In session mode (Dsxir.OptimizerSession) best_program/best_score are selected by the session from the highest-scoring individual trial, and each COPRO trial's candidate program changes only one predictor's instruction. So for a program where more than one predictor improves, a session run can return a different program and score than compile/4, which applies every committed override at once. This mirrors Dsxir.Optimizer.MIPROv2's session behaviour.

Wrapper-only bookkeeping (proposer call count, degraded flag, per-candidate Stats.Record list) lives in first-class Sampler fields so session-mode step/6 callers can checkpoint it; it serializes and survives Sampler transitions transparently.

Summary

Functions

Compile student against trainset under metric.

Like compile/4 but raises the validation exception on {:error, _}.

Prepare a resumable COPRO session.

Run a single COPRO trial against the session sampler.

Functions

compile(student, trainset, metric, opts)

Compile student against trainset under metric.

Returns {:ok, program, stats} on success or {:error, exception} on validation failure. See the module doc for opts.

compile!(student, trainset, metric, opts)

Like compile/4 but raises the validation exception on {:error, _}.

init_session(student, trainset, metric, opts)

@spec init_session(
  Dsxir.Program.t(),
  [Dsxir.Example.t()],
  nil | Dsxir.Metric.t(),
  keyword()
) ::
  {:ok, Dsxir.Optimizer.COPRO.Sampler.t(), pos_integer()}
  | {:error, Exception.t()}

Prepare a resumable COPRO session.

Expands the budget preset, validates the trainset and predictor set, scores the seed program once to seed the round baseline, and builds the round-zero candidate queue via the basic proposer.
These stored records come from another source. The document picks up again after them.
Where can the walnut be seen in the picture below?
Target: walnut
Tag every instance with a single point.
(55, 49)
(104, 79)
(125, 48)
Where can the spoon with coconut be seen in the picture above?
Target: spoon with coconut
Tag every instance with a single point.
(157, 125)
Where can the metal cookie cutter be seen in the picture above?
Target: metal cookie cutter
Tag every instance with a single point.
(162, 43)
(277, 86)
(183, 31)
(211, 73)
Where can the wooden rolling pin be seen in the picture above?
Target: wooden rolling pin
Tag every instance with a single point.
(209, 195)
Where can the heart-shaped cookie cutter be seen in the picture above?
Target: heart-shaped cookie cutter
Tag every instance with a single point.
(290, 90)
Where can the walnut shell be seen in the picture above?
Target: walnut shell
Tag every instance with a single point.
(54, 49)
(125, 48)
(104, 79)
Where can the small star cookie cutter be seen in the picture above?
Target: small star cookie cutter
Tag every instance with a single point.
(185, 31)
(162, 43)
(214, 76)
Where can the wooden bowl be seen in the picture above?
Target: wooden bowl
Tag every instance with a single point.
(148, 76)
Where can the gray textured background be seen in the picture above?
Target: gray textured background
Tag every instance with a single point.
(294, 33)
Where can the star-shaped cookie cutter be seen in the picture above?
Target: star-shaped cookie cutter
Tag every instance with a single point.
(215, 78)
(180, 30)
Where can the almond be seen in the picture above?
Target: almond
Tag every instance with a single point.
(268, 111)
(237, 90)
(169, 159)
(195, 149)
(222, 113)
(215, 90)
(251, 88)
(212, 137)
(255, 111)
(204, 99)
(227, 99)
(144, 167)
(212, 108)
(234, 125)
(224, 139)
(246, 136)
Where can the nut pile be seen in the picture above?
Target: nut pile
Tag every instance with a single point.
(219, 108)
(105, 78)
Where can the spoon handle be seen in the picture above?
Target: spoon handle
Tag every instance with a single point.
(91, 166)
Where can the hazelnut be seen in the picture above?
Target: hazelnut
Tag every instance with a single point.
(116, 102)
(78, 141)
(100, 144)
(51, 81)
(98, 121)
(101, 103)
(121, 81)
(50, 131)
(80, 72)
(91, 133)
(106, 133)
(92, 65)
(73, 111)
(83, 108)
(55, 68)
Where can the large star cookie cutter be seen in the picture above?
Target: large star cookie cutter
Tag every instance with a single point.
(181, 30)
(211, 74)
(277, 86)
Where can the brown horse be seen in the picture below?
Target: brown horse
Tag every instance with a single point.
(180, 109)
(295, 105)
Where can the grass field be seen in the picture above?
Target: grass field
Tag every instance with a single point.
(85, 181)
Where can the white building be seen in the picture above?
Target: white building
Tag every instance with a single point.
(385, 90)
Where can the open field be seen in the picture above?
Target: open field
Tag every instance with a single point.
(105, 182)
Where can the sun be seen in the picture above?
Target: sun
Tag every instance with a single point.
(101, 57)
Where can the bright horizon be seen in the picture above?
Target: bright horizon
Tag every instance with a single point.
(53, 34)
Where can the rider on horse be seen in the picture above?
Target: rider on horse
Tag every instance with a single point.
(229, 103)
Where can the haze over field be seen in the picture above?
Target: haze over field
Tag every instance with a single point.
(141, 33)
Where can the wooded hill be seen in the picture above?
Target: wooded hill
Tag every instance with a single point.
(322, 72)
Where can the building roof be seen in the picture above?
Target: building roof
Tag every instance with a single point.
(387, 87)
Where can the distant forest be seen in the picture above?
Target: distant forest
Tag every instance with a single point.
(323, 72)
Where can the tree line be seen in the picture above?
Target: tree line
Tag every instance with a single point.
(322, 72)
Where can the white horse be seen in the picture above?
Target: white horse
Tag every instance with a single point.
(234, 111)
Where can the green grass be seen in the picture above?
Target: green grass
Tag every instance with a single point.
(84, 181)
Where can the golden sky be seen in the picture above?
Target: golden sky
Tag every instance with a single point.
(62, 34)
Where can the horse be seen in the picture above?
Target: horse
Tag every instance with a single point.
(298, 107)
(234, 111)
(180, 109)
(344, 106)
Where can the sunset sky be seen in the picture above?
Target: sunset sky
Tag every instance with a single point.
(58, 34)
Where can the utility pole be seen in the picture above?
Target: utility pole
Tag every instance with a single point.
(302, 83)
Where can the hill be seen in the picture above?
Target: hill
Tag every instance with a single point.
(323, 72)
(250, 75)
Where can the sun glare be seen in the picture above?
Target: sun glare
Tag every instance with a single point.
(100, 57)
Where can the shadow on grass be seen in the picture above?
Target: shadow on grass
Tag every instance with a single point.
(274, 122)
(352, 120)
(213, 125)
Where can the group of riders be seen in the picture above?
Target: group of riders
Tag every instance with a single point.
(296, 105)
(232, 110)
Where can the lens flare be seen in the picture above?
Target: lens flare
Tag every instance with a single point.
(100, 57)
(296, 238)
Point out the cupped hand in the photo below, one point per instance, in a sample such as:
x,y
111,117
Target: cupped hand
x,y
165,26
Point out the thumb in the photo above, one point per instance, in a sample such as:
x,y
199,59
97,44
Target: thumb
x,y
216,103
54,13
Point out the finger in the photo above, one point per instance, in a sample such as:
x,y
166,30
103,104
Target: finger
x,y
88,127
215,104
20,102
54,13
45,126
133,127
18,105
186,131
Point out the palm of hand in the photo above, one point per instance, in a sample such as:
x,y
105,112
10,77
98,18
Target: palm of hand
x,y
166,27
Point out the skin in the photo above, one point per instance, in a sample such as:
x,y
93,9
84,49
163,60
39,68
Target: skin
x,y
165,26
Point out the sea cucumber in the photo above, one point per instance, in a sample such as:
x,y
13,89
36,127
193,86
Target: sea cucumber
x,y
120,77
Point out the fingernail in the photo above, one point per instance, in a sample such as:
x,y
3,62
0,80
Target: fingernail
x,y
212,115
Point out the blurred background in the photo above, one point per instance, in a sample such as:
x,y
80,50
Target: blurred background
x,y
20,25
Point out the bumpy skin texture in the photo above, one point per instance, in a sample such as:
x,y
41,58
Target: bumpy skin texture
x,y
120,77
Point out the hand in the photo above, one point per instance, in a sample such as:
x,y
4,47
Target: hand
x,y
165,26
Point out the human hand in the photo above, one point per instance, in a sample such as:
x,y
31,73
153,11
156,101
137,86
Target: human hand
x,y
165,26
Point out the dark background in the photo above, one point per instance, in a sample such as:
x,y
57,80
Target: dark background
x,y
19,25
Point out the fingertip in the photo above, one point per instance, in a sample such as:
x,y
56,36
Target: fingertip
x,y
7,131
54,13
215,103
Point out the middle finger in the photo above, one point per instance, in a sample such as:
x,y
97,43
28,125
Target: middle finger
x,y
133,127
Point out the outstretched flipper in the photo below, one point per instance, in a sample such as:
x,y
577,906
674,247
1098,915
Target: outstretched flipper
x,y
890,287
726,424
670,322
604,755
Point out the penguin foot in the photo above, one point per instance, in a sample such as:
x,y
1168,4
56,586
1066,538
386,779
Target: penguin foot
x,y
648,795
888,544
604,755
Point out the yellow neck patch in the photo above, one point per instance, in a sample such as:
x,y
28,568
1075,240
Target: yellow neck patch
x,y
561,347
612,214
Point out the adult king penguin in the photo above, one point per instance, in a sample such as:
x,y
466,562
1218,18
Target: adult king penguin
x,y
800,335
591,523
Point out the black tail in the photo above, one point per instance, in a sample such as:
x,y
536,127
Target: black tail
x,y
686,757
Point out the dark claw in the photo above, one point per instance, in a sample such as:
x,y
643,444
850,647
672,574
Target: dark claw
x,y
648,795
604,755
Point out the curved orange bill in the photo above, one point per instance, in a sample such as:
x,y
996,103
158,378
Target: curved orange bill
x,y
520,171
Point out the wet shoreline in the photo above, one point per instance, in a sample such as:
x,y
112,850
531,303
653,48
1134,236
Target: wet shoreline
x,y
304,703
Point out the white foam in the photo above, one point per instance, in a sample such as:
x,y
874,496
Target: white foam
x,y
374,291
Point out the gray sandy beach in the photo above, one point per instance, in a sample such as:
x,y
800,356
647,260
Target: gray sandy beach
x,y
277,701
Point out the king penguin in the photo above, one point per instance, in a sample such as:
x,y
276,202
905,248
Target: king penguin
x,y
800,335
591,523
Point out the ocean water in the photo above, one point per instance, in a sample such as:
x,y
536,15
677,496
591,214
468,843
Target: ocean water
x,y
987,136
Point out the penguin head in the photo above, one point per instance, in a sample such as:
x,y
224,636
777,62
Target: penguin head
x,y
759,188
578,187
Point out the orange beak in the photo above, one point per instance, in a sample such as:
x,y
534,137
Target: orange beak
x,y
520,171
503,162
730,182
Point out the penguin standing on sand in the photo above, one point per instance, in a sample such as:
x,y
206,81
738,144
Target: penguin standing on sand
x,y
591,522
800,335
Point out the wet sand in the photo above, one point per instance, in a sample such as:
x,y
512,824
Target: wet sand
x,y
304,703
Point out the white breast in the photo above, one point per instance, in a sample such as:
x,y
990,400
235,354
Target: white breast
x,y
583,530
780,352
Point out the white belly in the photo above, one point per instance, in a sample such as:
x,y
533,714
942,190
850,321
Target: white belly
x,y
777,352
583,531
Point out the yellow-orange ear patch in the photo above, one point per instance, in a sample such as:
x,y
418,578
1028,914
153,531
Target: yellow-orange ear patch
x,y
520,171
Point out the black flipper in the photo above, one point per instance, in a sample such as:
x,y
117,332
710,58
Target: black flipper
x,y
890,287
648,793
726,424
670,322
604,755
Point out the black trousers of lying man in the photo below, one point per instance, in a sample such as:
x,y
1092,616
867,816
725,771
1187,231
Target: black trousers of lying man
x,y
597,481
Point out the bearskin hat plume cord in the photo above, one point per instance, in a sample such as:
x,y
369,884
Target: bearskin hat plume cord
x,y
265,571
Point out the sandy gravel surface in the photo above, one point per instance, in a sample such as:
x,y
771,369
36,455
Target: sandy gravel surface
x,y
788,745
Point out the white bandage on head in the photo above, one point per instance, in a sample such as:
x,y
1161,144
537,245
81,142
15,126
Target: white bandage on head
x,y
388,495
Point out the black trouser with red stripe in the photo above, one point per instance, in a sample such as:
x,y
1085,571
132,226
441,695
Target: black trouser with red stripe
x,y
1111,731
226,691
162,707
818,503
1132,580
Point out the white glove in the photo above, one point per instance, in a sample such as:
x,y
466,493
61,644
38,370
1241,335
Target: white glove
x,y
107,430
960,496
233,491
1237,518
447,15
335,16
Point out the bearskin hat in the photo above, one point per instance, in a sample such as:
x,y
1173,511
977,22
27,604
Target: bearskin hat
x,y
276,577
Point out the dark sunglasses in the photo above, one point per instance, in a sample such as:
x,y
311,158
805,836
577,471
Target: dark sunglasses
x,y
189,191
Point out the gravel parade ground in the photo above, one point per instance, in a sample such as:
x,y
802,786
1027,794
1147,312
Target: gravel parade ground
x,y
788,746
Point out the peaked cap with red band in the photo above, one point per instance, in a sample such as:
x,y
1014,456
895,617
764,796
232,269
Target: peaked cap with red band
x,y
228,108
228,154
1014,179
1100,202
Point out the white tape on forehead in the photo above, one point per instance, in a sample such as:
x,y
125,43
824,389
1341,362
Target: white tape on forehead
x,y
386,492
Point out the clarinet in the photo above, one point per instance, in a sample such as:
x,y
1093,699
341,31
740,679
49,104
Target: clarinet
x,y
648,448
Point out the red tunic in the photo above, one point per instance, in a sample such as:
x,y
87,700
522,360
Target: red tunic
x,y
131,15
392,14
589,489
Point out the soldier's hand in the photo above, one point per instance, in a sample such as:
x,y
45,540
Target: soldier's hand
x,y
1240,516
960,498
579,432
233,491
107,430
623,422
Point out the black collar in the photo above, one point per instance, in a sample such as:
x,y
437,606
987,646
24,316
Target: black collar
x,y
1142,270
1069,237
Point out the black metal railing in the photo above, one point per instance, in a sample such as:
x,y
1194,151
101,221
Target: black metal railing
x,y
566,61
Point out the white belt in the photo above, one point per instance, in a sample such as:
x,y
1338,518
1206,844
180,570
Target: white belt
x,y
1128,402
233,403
The returned planned-trial count is cfg.depth * length(predictors) * cfg.breadth.

step(sampler, trial_idx, program, trainset, metric, opts)

Run a single COPRO trial against the session sampler.

Halts once the planned trial budget is met. Otherwise pops the next candidate, applies it on top of the current best overrides, scores the whole program, records the result, and returns a trial_result map. When the round queue is exhausted it commits the round; if the depth budget is not yet spent it builds the next round's queue (grounded in the attempt history) and re-enters to return one evaluated trial.